Stay organized with collections
Save and categorize content based on your preferences.
Configure external datasets
This page describes an optional step to configure external datasets for
the Cortex Framework Data Foundation deployment. Some advanced
use cases might require external datasets to complement an enterprise system of
record. In addition to external exchanges consumed from
BigQuery sharing (formerly Analytics Hub),
some datasets might need custom or tailored methods to ingest data
and join them with the reporting models.
To enable the following external datasets, set k9.deployDataset to True
if you want Dataset to be deployed.
Configure the Directed Acyclic Graphs (DAGs) for the supported external datasets
following these steps:
Holiday Calendar: This DAG retrieves the special dates from
PyPi Holidays.
Adjust the list of countries, the list of years, as well as other DAG parameters
to retrieve holidays in holiday_calendar.ini.
Trends: This DAG retrieves Interest Over Time for a specific set
of terms from Google Search trends.
The terms can be configured in trends.ini.
After an initial run, adjust the start_date to 'today 7-d' in
trends.ini.
Get familiarized with the results coming from the
different terms to tune parameters.
We recommend partitioning large lists to multiple copies of this DAG
running at different times.
For more information about the underlying library being used, see Pytrends.
This dataset needs to be created in the same region as the other datasets prior to executing deployment. If the datasets aren't available in your region, you can continue
with the following instructions to transfer the data into the chosen region:
When prompted, keep noaa_global_forecast_system as the name
of the dataset.

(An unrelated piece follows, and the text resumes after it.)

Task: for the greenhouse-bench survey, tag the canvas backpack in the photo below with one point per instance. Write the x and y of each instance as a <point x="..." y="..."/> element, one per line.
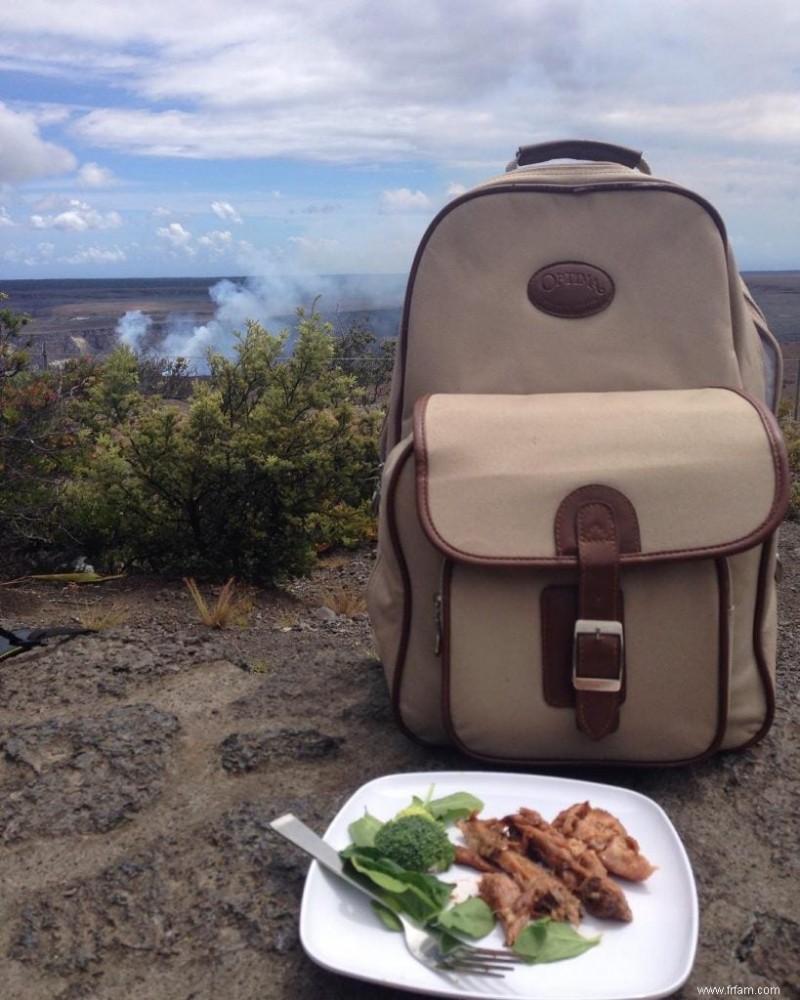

If needed, adjust the name of the dataset and
table in the FROM clauses in weather_daily.sql.
Repeat the listing search for Dataset OpenStreetMap Public Dataset.

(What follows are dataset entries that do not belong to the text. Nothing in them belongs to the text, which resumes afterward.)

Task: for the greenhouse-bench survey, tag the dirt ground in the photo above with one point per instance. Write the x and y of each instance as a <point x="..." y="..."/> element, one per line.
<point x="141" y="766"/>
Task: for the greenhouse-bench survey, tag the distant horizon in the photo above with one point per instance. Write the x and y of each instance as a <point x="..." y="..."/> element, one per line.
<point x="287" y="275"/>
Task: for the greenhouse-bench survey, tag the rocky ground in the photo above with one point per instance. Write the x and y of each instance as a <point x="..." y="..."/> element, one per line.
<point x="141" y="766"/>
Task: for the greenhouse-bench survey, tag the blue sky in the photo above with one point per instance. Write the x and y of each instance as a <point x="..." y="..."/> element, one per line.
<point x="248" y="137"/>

Adjust the FROM clauses containing:
BigQuery-public-data.geo_openstreetmap.planet_layers in
postcode.sql.
Sustainability and ESG insights: Cortex Framework combines
SAP supplier performance data with advanced ESG insights to compare
delivery performance, sustainability and risks more holistically across
global operations. For more information,
see the Dun & Bradstreet data source.
General considerations
Sharing
is only supported in EU and US locations,
and some datasets, such as NOAA Global Forecast, are only offered
in a single multi location.
If you are targeting a location different
from the one available for the required dataset, we recommended to create
a scheduled query
to copy the new records from the Sharing
linked dataset followed by a transfer service
to copy those new records into a dataset located
in the same location or region as the rest of your deployment.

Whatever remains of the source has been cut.